Mark Ammerman, managing director with Scotiabank, heads up energy banking activities in the U.S. and oversees much of the Toronto-based bank’s international operations, including Latin America, Europe and Asia Pacific. Asian investors may represent an additional financing source for E&Ps beyond such channels as issuing second lien paper or selling assets, he said.
“Our Asian investor base is all over us,” Ammerman noted. “Having bought into deals and done all these joint ventures in the Eagle Ford and the Permian at premium prices, they now have this opportunity to further buy into these properties at heavily discounted levels in what they consider a politically risk-free country. This is completely different from all the markets we’ve had in the past. The money is out there; we just don’t have the sellers, because, frankly, they haven’t capitulated yet.”
Scotiabank’s ability to chalk up a record A&D year in 2014 stemmed in part from property divestitures in Africa, the Middle East and the North Sea, with proceeds earmarked for reinvestment in North American unconventional basins, Ammerman said. With oilfield service costs in the U.S. down by 10% to 20%, and using strip prices for oil four years out, the Eagle Ford Shale, for example, still offers investment opportunities with IRRs of about 35% in secondary acreage and 75% in core areas.

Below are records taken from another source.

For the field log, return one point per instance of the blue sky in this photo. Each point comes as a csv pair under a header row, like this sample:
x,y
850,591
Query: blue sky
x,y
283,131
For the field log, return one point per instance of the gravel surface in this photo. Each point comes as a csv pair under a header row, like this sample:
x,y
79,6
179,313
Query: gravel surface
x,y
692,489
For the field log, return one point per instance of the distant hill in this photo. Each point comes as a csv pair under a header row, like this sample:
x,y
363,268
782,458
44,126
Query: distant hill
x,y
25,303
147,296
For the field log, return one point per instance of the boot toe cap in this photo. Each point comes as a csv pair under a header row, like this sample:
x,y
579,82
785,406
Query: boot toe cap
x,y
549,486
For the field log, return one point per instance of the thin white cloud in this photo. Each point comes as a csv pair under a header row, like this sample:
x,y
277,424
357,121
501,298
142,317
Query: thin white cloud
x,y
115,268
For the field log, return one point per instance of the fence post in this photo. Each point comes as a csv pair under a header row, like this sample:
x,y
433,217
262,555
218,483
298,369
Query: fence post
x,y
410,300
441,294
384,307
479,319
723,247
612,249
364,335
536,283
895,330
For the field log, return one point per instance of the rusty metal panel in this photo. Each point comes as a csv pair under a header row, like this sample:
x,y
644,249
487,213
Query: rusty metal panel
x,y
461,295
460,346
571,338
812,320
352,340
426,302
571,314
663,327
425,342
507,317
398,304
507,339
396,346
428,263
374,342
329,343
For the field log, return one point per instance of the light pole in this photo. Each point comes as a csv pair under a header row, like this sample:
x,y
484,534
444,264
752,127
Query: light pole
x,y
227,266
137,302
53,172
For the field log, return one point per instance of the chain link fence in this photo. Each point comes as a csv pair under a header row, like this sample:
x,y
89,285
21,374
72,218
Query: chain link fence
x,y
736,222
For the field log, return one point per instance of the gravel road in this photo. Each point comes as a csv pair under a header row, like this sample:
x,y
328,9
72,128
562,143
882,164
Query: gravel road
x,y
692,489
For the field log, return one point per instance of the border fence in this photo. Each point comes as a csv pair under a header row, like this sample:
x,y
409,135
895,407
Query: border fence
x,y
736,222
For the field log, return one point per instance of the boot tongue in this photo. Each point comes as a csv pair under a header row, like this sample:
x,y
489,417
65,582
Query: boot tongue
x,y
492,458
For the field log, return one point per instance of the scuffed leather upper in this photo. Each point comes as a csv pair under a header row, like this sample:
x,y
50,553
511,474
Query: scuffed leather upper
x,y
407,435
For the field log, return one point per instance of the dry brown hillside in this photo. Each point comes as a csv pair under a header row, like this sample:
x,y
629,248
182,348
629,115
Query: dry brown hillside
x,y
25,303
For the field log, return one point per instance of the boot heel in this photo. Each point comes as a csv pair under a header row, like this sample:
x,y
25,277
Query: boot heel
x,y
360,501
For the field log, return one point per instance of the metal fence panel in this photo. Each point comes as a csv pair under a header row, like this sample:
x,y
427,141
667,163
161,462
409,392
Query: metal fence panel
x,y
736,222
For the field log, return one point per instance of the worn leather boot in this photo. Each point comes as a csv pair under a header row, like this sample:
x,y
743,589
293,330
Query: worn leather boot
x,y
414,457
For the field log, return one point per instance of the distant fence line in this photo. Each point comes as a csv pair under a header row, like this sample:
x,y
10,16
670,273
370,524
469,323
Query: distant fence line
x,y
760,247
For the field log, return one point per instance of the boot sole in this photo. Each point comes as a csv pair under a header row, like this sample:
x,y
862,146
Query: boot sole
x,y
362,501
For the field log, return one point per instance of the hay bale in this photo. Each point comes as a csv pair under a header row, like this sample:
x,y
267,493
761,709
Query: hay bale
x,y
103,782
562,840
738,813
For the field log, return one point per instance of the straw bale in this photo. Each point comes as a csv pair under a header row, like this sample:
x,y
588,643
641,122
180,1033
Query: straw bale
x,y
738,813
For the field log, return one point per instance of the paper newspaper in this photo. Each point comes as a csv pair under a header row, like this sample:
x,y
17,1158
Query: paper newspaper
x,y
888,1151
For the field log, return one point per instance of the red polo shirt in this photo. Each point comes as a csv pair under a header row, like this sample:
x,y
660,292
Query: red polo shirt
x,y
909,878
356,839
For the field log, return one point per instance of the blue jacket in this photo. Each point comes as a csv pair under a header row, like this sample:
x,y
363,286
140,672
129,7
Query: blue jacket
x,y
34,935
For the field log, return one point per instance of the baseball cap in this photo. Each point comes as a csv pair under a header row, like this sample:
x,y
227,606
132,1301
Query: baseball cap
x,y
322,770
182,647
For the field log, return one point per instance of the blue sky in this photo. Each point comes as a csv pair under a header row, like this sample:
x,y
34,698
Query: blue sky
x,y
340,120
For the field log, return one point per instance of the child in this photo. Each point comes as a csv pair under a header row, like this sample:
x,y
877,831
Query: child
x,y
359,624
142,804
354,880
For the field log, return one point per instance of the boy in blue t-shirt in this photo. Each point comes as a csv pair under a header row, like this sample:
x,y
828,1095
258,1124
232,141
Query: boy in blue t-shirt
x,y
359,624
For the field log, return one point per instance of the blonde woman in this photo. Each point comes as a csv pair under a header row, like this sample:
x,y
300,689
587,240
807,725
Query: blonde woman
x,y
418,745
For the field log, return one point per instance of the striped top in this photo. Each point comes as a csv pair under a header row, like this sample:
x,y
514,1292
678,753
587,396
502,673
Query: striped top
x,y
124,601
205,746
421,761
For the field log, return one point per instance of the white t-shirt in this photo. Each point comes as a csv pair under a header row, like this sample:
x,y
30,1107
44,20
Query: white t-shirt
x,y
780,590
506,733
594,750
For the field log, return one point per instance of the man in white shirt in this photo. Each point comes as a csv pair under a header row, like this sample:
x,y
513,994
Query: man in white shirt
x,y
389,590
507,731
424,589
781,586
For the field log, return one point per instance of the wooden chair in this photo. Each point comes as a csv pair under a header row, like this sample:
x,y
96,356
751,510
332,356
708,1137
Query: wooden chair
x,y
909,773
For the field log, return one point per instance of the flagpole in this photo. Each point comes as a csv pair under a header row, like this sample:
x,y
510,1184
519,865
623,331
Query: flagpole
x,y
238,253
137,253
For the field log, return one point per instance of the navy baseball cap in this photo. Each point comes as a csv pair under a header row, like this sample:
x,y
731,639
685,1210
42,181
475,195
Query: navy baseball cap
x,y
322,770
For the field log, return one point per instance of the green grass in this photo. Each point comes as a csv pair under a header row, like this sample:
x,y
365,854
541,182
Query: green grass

Ammerman recounted how an Asian client was targeting a seemingly low IRR of 15% at current commodity prices. “But his thought was that a 15% IRR today is next year’s 30%, and an IRR of 50% the year after that, presuming oil prices go up. They want to come in and spend money today, before the perceived price upside materializes. They aren’t trying to pick the 80% returns in this price environment. Everyone is still making the bet that there is an escalation of price over a couple of years.”
Mezzanine providers are another funding source for E&Ps, with terms typically being around 15% for three years versus seven to 10-year high-yield paper carrying a coupon of 12% to 13%. Clients “are being called daily,” Ammerman said.